Scenario B – Oracle/data-feed poisoning

  • Objective: determine whether manipulated feeds can trigger destructive automated actions (mass liquidations, incorrect settlements).
  • Execution:
  1. In the fork/testnet, deploy a malicious feed or adjust aggregator weights/quorum/update cadence beyond tolerated deviation.
  2. Let dependent contracts consume the poisoned values and execute their standard logic.
  • Measurement: Feed-level out-of-band alerts, fallback oracle activation, min/max bound enforcement, and latency between anomaly onset and operator response.
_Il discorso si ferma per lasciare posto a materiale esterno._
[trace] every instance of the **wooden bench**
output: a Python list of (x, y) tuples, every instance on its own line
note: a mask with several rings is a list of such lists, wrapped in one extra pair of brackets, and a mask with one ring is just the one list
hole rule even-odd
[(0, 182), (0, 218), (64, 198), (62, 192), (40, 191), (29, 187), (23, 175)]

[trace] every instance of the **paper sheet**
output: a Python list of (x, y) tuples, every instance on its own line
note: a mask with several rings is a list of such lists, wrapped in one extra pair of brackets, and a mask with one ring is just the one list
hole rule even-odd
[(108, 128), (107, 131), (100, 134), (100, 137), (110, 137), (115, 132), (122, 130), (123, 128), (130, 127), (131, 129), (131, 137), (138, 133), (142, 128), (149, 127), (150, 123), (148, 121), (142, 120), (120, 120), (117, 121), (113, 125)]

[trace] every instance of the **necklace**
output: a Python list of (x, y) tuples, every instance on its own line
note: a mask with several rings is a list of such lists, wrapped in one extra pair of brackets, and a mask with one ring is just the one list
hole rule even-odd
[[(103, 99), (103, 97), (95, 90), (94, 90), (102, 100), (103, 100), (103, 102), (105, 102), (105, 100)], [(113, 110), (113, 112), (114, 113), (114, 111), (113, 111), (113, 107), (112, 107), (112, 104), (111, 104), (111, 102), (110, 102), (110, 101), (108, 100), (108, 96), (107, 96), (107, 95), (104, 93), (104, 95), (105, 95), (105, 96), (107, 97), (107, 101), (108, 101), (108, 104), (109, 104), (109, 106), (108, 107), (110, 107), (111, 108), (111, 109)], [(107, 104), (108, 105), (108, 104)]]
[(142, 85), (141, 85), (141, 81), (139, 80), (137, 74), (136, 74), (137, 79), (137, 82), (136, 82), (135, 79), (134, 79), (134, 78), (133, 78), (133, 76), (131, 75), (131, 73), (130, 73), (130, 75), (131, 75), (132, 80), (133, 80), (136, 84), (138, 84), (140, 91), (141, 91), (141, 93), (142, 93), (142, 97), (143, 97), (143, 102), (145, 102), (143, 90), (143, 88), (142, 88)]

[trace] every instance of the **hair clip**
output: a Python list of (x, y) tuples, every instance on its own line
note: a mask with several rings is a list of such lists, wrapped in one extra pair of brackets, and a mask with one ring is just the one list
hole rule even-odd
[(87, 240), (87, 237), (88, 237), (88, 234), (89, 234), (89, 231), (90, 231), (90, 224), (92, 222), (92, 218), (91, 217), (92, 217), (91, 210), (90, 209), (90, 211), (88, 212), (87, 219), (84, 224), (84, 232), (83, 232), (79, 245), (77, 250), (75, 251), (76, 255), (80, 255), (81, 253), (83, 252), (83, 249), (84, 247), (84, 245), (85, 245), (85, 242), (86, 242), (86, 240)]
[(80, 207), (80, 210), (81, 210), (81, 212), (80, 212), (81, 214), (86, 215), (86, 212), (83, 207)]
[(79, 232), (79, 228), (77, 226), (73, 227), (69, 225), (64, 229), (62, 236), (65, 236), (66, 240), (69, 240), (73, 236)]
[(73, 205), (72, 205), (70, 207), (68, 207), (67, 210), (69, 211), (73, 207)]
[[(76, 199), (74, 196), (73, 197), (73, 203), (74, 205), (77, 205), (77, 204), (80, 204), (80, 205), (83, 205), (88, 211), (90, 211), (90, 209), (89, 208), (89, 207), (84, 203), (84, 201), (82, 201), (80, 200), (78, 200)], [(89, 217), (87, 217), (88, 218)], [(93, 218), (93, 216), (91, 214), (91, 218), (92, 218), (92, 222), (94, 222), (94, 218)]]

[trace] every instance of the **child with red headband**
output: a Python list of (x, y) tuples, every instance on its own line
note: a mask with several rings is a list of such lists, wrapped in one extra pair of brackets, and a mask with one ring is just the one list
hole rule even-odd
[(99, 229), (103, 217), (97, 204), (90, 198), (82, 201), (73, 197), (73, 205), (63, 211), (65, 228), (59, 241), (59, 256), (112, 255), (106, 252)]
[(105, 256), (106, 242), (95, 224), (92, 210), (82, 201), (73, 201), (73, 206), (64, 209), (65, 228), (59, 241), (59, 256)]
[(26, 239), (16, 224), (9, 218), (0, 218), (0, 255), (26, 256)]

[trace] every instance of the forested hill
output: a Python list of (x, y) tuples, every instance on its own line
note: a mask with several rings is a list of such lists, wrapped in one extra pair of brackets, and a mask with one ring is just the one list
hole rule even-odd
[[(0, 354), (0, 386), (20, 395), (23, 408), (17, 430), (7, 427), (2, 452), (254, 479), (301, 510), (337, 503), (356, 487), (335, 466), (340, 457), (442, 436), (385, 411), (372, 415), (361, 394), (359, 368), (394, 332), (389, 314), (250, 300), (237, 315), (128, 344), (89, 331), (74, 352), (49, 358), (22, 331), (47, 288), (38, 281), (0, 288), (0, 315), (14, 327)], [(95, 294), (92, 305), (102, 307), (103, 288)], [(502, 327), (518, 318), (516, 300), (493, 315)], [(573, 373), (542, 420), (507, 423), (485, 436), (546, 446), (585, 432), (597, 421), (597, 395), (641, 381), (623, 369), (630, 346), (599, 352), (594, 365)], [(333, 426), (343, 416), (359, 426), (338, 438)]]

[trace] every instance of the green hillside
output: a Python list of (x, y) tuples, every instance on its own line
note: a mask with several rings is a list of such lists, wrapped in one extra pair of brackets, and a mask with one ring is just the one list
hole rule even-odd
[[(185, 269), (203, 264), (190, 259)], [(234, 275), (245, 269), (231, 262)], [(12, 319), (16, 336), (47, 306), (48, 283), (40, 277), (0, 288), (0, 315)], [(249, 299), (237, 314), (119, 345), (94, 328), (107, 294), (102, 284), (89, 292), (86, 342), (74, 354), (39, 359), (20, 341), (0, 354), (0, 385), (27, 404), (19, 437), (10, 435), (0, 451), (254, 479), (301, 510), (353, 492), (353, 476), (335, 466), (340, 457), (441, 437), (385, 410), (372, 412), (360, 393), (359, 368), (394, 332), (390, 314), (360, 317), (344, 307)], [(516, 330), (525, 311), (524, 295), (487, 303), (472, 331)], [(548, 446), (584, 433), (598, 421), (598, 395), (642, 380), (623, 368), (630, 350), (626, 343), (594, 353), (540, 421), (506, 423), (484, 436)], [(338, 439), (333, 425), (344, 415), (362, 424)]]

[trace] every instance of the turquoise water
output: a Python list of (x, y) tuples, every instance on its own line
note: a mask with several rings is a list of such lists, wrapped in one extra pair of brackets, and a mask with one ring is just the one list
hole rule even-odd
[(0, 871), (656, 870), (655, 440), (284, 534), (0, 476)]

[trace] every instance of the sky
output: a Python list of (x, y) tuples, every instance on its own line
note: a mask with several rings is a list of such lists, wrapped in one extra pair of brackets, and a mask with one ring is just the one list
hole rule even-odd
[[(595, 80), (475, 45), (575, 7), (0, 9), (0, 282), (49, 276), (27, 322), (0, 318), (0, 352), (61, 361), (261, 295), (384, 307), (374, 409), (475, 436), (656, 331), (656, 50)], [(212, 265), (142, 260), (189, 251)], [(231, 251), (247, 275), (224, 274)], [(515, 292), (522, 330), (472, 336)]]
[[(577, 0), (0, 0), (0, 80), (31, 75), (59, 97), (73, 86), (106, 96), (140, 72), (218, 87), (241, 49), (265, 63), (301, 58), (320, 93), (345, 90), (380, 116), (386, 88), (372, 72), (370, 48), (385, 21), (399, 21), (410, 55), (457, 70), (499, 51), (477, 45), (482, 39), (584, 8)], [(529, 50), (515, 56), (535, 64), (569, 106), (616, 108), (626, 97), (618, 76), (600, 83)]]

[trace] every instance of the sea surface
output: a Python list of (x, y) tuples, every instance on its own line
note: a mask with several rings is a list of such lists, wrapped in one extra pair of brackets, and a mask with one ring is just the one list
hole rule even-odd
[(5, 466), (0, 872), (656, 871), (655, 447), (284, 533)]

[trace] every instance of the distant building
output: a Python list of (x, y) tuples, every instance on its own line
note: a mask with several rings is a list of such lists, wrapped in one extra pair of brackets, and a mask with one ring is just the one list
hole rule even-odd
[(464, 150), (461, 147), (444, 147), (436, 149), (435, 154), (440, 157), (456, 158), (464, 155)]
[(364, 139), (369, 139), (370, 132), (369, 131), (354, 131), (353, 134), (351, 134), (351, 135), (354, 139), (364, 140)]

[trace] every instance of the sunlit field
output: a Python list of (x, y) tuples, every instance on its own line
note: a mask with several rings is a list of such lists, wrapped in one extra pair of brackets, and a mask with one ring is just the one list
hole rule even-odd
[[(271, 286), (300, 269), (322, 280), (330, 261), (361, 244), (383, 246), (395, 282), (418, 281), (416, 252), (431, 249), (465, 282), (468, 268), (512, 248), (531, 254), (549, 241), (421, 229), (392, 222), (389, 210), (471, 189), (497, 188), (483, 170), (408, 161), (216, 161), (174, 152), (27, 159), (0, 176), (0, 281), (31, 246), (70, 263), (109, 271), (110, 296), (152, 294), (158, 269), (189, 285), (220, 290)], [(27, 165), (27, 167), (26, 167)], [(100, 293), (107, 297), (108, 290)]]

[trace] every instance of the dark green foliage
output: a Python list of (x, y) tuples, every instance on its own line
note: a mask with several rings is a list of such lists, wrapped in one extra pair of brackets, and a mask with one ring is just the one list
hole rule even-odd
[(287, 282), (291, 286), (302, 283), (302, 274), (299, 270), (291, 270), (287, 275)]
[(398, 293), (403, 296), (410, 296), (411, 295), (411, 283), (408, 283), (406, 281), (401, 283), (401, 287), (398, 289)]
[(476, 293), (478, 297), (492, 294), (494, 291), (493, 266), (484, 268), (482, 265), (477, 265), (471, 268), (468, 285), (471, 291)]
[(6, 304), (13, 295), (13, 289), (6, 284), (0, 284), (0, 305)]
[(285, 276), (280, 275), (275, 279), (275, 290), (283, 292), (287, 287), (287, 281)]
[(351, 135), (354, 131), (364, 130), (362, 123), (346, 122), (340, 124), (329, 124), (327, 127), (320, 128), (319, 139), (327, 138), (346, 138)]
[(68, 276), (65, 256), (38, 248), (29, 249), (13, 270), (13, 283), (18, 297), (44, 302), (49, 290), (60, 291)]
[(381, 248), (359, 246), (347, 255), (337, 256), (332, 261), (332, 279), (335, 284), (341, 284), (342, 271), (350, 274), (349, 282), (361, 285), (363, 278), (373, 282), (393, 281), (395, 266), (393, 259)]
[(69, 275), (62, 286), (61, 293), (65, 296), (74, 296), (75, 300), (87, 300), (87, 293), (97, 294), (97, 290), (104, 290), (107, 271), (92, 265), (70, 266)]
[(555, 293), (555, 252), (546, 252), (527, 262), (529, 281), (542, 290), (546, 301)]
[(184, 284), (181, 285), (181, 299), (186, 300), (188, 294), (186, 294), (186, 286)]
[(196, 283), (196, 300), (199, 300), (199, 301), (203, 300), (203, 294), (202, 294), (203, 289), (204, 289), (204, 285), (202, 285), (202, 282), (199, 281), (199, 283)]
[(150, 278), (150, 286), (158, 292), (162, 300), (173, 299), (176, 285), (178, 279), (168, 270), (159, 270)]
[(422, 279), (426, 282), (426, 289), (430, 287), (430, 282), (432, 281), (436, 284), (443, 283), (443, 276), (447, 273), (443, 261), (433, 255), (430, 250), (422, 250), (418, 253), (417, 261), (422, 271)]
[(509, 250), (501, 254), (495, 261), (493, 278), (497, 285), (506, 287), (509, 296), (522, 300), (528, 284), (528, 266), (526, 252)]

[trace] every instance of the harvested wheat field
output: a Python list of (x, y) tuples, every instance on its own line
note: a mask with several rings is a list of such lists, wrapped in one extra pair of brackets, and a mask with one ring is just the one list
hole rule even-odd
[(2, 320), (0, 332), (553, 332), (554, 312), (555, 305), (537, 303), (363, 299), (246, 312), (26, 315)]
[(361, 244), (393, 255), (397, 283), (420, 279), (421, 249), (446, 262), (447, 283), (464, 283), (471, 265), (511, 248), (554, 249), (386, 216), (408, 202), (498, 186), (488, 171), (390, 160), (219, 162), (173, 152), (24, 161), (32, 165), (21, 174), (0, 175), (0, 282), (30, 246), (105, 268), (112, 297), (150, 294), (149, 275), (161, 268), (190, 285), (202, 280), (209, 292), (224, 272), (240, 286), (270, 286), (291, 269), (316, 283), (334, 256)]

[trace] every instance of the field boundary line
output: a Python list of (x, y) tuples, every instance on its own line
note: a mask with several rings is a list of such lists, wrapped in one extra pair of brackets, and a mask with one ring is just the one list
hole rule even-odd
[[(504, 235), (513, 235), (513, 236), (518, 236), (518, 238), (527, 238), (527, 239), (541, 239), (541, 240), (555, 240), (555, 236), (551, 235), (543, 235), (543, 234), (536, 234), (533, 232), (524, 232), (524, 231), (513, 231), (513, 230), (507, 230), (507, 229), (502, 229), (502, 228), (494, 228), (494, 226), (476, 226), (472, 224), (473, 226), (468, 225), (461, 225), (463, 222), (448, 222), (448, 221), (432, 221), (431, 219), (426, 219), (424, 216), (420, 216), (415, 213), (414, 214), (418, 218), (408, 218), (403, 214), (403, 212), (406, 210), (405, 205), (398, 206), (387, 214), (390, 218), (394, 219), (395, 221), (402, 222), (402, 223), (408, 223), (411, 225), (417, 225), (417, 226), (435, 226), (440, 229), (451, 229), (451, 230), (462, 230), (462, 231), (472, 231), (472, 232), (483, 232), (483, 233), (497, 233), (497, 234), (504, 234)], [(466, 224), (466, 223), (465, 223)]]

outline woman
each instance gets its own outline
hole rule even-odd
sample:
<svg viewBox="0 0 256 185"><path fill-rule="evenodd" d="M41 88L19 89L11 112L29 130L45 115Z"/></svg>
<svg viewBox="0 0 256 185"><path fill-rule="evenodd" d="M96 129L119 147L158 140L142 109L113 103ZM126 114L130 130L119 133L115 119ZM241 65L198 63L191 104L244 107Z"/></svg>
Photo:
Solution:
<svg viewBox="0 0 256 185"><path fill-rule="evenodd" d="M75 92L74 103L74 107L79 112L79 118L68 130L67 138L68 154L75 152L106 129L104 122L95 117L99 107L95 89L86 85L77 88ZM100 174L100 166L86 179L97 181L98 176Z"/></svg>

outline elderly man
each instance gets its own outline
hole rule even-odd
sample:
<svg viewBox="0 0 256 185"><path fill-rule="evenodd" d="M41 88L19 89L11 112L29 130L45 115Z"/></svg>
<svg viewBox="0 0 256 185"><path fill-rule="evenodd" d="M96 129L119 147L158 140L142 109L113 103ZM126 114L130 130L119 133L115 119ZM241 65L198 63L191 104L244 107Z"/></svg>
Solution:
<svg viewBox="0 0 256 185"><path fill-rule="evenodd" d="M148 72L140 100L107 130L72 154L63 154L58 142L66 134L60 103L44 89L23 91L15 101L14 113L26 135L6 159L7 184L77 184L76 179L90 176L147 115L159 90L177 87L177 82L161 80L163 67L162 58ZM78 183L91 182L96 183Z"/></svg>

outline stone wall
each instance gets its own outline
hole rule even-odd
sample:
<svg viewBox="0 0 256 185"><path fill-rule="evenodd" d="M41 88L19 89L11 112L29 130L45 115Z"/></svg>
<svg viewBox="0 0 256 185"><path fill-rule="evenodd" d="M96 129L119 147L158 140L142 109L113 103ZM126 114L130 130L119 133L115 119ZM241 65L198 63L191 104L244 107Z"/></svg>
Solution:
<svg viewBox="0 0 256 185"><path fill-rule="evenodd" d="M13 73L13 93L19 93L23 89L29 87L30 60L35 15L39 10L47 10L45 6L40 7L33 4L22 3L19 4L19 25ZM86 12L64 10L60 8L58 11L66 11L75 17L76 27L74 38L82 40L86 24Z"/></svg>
Scenario C – Credential/signing abuse

  • Objective: test whether compromising a single signer or automation identity enables unauthorized upgrades, parameter changes, or treasury drains.
  • Execution:
  1. Enumerate identities with sensitive signing rights (operators, CI tokens, service accounts invoking KMS/HSM, multisig participants).
  2. Simulate compromise (re-use their credentials/keys within the lab scope).
  3. Attempt privileged actions: upgrade proxies, change risk parameters, mint/pause assets, or trigger governance proposals.
  • Measurement: Do KMS/HSM logs raise anomaly alerts (time-of-day, destination drift, burst of high-risk operations)? Can policies or multisig thresholds prevent unilateral abuse? Are throttles/rate limits or additional approvals enforced?

Scenario D – Cross-chain evasion & traceability gaps

  • Objective: evaluate how well defenders can trace and interdict assets rapidly laundered across bridges, DEX routers, and privacy hops.
  • Execution:
  1. Chain together lock/mint operations across common bridges, interleave swaps/mixers on each hop, and maintain per-hop correlation IDs.
  2. Accelerate transfers to stress monitoring latency (multi-hop within minutes/blocks).
  • Measurement: Time to correlate events across telemetry + commercial chain analytics, completeness of the reconstructed path, ability to identify choke points for freezing in a real incident, and alert fidelity for abnormal cross-chain velocity/value.